Ultimately, Britt is hopeful of a two-phase plan of action from NBN Co on bandwidth charges.
“As an interim measure, the amount of inclusions in each plan should go up,” he said.
Britt has long said that the amount of bandwidth that comes bundled with NBN plans is inadequate, and that the problems will get worse over time, exposing RSPs to more excess charges.
“The next step from that should be that CVC is removed and we go to just an access price only,” Britt said.
“That requires more consultation with industry.

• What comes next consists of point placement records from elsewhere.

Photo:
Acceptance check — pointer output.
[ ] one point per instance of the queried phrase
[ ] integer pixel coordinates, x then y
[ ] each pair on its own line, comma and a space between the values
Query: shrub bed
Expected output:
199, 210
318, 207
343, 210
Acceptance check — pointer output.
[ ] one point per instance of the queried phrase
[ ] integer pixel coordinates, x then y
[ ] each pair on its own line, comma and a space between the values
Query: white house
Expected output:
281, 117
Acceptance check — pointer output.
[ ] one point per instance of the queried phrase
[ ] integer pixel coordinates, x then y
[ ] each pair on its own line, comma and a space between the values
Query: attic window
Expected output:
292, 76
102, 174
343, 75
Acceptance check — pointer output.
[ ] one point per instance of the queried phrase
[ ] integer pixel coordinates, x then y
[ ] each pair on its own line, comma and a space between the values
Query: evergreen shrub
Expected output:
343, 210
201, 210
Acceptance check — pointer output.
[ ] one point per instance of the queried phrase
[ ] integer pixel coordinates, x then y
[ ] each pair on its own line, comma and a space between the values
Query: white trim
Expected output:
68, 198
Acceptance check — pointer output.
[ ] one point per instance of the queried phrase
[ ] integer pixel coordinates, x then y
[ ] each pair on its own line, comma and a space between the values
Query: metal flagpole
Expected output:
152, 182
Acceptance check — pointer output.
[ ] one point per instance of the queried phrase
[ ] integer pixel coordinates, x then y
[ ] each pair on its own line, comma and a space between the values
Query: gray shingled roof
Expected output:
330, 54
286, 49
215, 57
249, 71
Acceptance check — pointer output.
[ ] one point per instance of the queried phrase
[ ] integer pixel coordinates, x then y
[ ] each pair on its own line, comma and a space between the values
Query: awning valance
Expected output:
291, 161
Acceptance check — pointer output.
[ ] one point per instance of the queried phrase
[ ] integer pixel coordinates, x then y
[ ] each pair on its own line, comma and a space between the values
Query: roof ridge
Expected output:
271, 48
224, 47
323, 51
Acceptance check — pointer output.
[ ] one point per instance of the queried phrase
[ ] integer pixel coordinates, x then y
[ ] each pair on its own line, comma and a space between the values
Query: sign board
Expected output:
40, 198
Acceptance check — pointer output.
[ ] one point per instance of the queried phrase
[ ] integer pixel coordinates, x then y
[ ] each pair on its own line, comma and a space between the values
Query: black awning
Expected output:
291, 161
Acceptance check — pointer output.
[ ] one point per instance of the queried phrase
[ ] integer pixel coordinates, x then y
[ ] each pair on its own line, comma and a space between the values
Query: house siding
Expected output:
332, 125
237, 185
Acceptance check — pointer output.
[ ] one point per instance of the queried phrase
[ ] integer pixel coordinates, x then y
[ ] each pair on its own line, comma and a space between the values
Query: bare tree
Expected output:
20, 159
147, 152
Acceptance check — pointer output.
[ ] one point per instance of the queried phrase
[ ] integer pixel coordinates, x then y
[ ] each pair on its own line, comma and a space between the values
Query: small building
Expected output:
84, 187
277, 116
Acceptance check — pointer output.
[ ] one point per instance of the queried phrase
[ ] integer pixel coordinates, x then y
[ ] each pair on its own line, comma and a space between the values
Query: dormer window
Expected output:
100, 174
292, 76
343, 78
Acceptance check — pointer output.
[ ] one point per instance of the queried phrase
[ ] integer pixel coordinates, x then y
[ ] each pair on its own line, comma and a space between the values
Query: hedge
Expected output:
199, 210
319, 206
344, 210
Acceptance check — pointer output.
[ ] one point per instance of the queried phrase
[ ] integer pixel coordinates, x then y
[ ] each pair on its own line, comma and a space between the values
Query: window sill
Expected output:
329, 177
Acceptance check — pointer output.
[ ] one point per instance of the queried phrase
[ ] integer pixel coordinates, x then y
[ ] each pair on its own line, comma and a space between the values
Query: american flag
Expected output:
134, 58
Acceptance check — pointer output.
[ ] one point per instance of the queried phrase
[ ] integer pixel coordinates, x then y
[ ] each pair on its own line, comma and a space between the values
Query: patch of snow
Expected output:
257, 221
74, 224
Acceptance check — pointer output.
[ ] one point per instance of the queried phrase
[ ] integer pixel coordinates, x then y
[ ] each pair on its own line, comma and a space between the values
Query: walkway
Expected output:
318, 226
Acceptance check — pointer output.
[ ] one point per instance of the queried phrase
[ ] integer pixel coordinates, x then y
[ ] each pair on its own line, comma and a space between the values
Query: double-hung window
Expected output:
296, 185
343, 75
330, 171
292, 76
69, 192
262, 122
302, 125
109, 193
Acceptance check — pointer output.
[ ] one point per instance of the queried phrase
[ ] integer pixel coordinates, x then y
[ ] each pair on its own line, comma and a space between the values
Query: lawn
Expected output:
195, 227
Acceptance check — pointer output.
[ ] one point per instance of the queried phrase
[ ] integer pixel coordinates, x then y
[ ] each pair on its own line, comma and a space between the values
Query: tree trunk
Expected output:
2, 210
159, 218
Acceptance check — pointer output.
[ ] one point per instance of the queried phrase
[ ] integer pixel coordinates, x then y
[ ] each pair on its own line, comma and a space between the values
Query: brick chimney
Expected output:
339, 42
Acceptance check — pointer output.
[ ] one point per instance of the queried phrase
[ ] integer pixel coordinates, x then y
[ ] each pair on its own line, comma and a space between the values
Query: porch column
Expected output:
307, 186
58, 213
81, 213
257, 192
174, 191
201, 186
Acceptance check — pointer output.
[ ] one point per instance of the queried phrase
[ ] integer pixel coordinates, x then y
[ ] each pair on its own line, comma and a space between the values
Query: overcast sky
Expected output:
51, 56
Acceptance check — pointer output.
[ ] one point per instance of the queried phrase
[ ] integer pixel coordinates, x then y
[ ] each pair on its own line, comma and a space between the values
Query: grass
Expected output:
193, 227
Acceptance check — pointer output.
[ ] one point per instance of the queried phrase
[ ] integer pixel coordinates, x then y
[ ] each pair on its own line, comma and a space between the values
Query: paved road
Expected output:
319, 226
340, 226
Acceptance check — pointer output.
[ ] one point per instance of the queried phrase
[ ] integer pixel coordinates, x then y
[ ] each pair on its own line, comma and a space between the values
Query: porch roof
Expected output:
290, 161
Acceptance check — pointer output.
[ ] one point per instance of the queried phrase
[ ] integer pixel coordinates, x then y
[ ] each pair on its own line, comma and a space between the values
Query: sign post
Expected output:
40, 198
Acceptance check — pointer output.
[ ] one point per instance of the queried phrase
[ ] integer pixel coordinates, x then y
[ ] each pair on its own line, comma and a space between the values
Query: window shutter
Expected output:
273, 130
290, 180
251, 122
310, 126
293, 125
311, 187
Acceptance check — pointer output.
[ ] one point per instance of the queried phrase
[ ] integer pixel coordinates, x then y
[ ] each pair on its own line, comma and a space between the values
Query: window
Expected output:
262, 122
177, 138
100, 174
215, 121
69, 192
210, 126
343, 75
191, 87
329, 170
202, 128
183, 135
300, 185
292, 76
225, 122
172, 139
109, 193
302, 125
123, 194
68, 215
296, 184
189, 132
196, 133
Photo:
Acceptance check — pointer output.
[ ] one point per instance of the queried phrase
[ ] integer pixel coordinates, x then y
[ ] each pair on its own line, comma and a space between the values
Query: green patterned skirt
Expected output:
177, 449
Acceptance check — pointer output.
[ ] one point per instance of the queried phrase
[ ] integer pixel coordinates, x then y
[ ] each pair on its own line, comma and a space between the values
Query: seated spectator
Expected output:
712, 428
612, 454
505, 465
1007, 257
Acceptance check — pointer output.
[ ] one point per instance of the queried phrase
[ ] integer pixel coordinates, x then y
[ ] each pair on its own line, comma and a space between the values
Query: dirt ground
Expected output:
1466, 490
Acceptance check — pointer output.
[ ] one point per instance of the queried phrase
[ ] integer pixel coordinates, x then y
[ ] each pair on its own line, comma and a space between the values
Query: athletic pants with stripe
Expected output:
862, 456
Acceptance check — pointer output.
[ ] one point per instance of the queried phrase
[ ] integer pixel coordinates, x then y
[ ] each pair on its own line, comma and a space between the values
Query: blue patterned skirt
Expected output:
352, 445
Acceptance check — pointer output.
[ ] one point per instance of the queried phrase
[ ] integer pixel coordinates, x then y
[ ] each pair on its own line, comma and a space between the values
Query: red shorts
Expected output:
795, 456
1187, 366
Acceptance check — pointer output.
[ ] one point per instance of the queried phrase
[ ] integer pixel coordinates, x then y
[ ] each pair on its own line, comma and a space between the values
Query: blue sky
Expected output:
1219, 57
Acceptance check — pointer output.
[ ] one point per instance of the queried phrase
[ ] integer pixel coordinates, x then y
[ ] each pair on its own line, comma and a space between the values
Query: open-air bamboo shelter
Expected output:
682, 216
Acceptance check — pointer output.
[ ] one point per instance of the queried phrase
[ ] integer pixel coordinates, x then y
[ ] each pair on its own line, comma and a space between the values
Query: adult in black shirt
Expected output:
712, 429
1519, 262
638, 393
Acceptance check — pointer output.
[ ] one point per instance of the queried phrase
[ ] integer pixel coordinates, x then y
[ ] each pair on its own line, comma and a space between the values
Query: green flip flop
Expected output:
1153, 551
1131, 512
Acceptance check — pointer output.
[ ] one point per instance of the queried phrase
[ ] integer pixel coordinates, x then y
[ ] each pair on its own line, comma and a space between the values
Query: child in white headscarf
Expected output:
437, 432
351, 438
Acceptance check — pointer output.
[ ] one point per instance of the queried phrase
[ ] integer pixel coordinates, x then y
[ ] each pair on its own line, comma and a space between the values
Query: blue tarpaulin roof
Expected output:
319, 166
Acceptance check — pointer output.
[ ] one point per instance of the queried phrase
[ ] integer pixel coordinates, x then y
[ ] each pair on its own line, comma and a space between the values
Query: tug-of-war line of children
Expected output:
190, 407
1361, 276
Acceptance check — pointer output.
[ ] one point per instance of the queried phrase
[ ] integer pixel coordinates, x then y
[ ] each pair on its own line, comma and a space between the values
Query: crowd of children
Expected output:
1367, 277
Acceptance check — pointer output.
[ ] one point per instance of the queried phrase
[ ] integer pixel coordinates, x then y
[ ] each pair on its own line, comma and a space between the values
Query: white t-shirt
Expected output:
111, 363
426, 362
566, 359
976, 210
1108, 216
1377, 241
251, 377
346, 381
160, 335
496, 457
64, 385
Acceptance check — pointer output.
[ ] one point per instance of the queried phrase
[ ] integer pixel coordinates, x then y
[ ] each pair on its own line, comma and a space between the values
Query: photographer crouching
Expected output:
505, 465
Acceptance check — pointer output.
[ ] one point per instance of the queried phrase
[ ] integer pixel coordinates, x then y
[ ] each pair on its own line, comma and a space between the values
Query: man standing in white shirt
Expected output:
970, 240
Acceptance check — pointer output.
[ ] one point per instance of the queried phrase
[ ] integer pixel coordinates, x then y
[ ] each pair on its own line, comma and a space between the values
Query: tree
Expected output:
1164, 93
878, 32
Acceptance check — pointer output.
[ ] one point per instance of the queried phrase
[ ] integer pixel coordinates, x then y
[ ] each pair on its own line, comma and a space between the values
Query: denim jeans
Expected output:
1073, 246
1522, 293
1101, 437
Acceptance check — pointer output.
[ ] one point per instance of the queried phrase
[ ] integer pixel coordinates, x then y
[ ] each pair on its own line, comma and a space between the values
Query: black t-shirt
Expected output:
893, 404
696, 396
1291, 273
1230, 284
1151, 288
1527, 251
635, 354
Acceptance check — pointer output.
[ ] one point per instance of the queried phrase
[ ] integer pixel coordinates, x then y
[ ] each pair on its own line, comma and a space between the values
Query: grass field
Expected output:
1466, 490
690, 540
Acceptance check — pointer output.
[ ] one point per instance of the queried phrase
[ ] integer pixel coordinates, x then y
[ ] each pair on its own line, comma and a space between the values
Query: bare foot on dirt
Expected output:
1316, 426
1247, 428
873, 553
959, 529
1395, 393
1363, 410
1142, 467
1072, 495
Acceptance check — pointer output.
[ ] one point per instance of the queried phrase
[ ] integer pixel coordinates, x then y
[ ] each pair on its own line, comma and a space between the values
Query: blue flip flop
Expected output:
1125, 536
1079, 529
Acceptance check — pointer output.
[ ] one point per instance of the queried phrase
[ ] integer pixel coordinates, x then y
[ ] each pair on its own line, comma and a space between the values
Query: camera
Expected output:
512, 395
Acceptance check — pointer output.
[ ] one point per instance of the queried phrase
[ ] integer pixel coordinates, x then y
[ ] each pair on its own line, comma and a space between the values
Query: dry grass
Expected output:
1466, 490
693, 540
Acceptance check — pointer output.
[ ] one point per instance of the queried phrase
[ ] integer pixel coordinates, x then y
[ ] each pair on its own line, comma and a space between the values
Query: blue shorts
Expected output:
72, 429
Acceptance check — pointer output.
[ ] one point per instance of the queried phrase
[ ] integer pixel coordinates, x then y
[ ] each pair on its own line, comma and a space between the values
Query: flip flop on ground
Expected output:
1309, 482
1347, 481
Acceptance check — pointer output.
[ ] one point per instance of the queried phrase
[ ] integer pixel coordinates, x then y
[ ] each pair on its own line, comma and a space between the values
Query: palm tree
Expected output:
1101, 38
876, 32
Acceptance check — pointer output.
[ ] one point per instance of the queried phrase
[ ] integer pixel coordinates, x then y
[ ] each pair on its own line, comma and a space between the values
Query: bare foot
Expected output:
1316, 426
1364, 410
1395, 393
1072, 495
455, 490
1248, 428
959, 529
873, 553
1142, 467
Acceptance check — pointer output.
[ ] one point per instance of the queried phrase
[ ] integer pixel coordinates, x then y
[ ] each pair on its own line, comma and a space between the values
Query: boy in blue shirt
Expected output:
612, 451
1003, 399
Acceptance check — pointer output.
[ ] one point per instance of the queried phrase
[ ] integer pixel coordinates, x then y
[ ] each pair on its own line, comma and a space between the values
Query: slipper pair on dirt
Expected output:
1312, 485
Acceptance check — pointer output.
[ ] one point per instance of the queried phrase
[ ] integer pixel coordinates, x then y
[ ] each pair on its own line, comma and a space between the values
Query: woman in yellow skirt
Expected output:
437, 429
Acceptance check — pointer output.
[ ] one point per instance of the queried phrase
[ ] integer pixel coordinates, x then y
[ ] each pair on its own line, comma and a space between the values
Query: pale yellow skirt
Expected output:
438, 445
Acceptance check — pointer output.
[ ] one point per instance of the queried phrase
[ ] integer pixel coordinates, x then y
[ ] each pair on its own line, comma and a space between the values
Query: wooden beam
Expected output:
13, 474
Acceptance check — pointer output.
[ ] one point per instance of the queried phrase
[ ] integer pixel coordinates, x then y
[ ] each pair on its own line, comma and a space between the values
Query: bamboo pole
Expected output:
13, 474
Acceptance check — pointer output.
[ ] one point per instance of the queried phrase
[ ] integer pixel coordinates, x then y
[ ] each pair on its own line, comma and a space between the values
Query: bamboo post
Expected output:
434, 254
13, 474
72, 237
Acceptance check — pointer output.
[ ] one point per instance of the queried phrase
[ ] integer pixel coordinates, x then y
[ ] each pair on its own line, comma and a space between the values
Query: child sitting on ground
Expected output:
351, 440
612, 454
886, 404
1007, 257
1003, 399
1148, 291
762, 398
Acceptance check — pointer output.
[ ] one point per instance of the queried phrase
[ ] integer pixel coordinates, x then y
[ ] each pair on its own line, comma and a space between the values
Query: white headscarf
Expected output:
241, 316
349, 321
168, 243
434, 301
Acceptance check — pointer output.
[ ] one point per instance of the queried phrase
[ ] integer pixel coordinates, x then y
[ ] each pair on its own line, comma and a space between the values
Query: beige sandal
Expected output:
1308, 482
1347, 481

That could be the medium term approach.”
He added: “What our proposal would be is that you keep the AVC [access construct] or the port construct that’s there today at the same price level or maybe a dollar or two higher to offset the initial price point, and then over time if there has to be increases in the AVC price to deal with CPI and all the other things, so be it.”
If nothing changed, however, more RSPs would feel the margin squeeze, and some could be forced out of selling NBN services altogether.
“The next financial year will change with us, but we’re at a point now where we’re 300,000 customers so that scale component plays a part,” Britt said.
“Providers that are at the smaller end of the scale – we’re the largest of the small essentially – would be really struggling with the retail price points and the margin levels.”